Neurons that produce the neurotransmitter dopamine communicate with T cells to enhance allergic inflammation in the lungs of young mice—but not older mice. The findings, published today in Immunity, could potentially explain why asthma susceptibility is higher in children than in adults. By highlighting the important role of interactions between the nervous system and the immune system in childhood asthma, the results could lead to new strategies for treating the common chronic disease.
The researchers discovered that sympathetic nerves innervating the mouse lung primarily produced dopamine in early postnatal life and norepinephrine in adult life. A similar pattern was evident when they compared lung and lymph node tissues from children up to 13 years of age and adults ranging in age from 40 to 65 years.
In addition, the researchers found that dopamine released by sympathetic nerves innervating the lung binds to the dopamine neurotransmitter receptor on CD4+ T helper cells to promote their differentiation into asthma-exacerbating Th2 cells, thereby enhancing lung inflammation. By contrast, norepinephrine-producing nerves in the adult lung had no such effect. Importantly, the findings reveal the similarity between mice and humans in terms of the innervation of dopamine-producing nerves in the early lung and the T cell response to dopamine.
In mouse models of allergen exposure, the dopamine-DRD4 pathway significantly increased Th2 cell inflammation in the lung tissue of neonatal mice, reducing mucus overproduction and airway hyper-responsiveness. By contrast, these effects were either not evident or much weaker in adult mice exposed to allergens.

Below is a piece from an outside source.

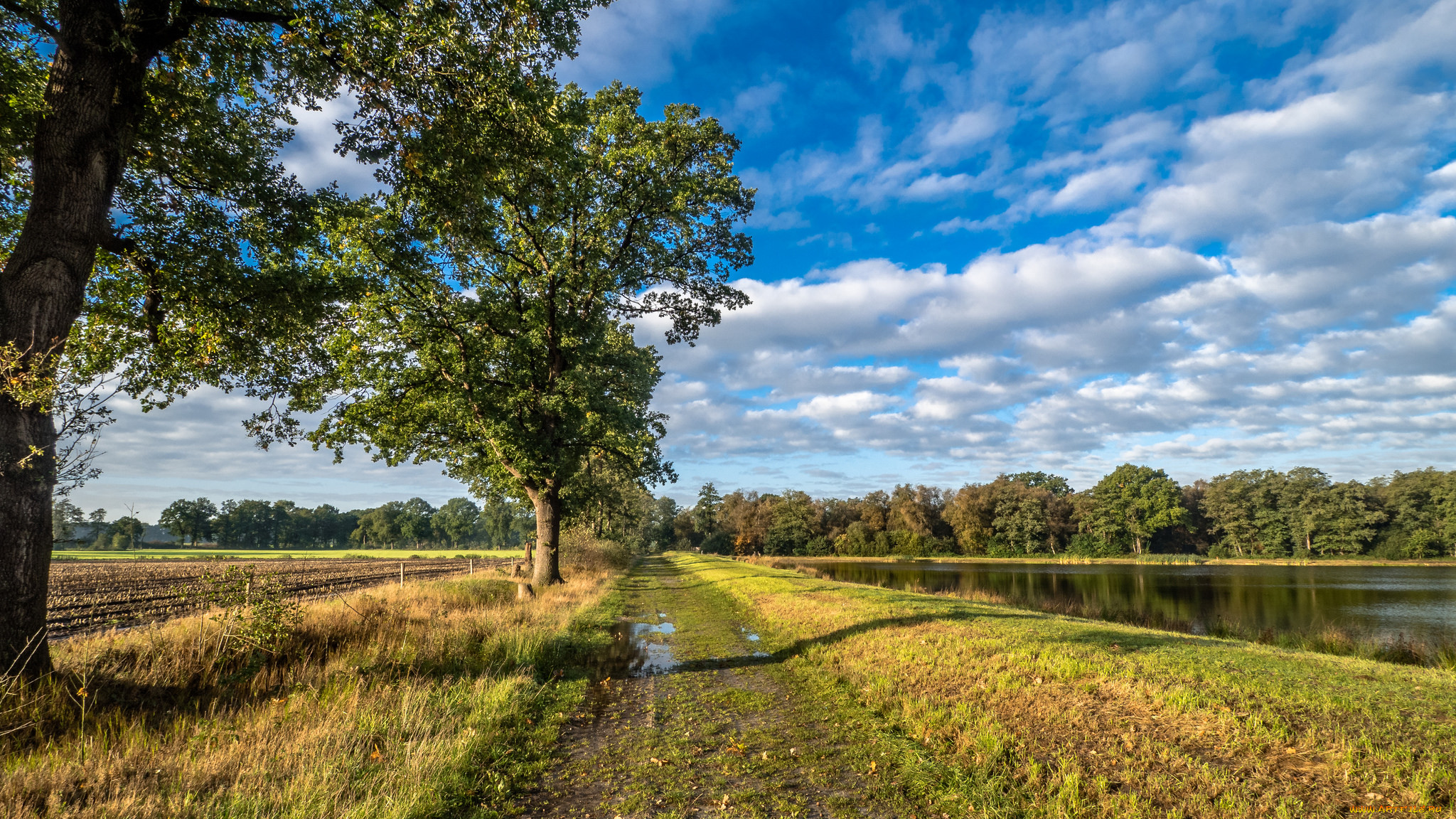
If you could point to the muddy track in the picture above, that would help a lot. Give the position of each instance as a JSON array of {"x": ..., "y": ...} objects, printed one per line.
[{"x": 686, "y": 716}]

Taken together, these findings demonstrate that the dopamine-DRD4 signaling between sympathetic nerves and CD4+ T helper cells in the lung plays an important role in augmenting allergic inflammation in early life. By facilitating inflammation, dopamine-producing nerves may endow the early lung with a mechanism of tissue repair following infection, which may be advantageous when the lung is immature and vulnerable to pathogens.
“We hope our findings can be used to facilitate the discovery of specific biomarkers for the identification of allergic asthma in children and to predict the severity and progression of the disease,” says senior author Xingbin Ai of Harvard. “In addition, targeting the communication between sympathetic nerves and CD4+ T cells via the dopamine-DRD4 pathway may be a strategy to battle the increasing prevalence of allergic asthma in children.”